China Pushes Ahead With New South China Sea Base Despite Trump Administration's Accusations of 'Illegal Island-Building'

China plans to push forward with the development of a new "island city" in the disputed waters of the South China Sea, despite growing international concern and harsh criticism from the Trump administration last week.

The city of Sansha, which China claims as its southernmost territory in the disputed waterway, has announced plans to transform Woody Island (Yongxing in Chinese) and two smaller islets—Tree and Drummond (Zhaoshu and Jinqing)—into a "national key strategic service and logistics base," the South China Morning Post reported Monday.

"We need to carefully plan the overall development of the islands and reefs based on their different functions, taking into account their complementary relationship," Zhang Jun, the Communist Party secretary of Sansha, said in a statement, according to the Hong Kong–based newspaper. He said that the development would follow through on a directive from President Xi Jinping and that local officials would "take active steps and demonstrate their initiatives" to provide a "satisfactory report card."

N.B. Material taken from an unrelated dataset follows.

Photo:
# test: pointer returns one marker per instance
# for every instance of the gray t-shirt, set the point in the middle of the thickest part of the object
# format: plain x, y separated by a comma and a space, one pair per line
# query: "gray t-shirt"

The Chinese government house in the city of Sansha in 2012. STR/AFP/Getty Images

Commenting on the announcement, Jeffrey Engstrom, a senior policy analyst with the Rand Corp. specializing in Asia-Pacific security issues and foreign policy, told Newsweek that the project has the potential to raise tensions with the U.S.

"It seems that the proposed infrastructure on and near Woody Island is still in early stages of planning," Engstrom said. "However, if built, additional basing infrastructure and logistics nodes allow China's PLA [People's Liberation Army] Navy, coast guard and the maritime militia to further expand presence and operational tempo in the South China Sea [SCS]."

"This has the ability to raise tensions by placing even more pressure than we have witnessed so far on the other SCS claimants and routine U.S. military activity in the region," he said.

Tensions have increased in recent years as Beijing has expanded its reach into the South China Sea, despite international criticism. China views the waterway as part of its historic territory, but this claim is disputed under international law. The U.S. has routinely pushed back against China's claims, sending so-called freedom of navigation missions of ships and aircraft to monitor the disputed territory.

Last week, the U.S. sent two B-52H Stratofortress bombers on a "routine training" mission into the vicinity of the sea. "U.S. aircraft regularly operate in the South China Sea in support of allies, partners and a free and open Indo-Pacific," a spokesman for the Pacific Air Force said last Thursday.

The preceding week saw a similar report about a pair of the bombers flying over Chinese-claimed islands in the disputed region. And Secretary of State Mike Pompeo lashed out at Beijing last week for what he referred to as "illegal island-building in international waterways."

In November, Vice President Mike Pence spoke at the Association of Southeast Asian Nations summit in Singapore, reaffirming the American position against China's territorial claim. "The South China Sea doesn't belong to any one nation, and the United States will continue to sail and fly wherever international law allows and our national interests demand," he said, according to The Week.

China's claim to the vast waterway has frustrated regional nations in addition to Washington. Under international law, stretches of the sea are claimed by Malaysia, Taiwan, Vietnam, Brunei, Indonesia and the Philippines. The South China Sea ranks among the busiest maritime traffic routes in the world, meaning companies and countries that trade through its waters have a vested interest in the waterway remaining stable and open to their ships.

An aerial view of the city of Sansha in the disputed Paracel Islands chain, which China considers part of Hainan province, in July 2012. STR/AFP/Getty Images

A prominent Chinese military leader, Senior Colonel Dai Xu, said in December that his country should use force against U.S. ships encroaching on areas of the sea claimed by Beijing. "If the U.S. warships break into Chinese waters again, I suggest that two warships should be sent: one to stop it and another one to ram it," Dai said, according to the Global Times. "In our territorial waters, we won't allow U.S. warships to create disturbance."

Shi Yinhong, a professor specializing in U.S.-China relations at Renmin University of China, told the South China Morning Post that rapid expansion by Sansha could incur a dramatic response from Washington.

"If this is going to be on a large scale and carried out quickly, which I doubt, then the strategic response from the U.S. will be somewhat dramatic and the rivalry between Beijing and Washington will escalate," Shi said. "That would jeopardize Beijing's key priorities, both domestic and international," he added, citing China's ongoing efforts to strike a trade deal with the Trump administration.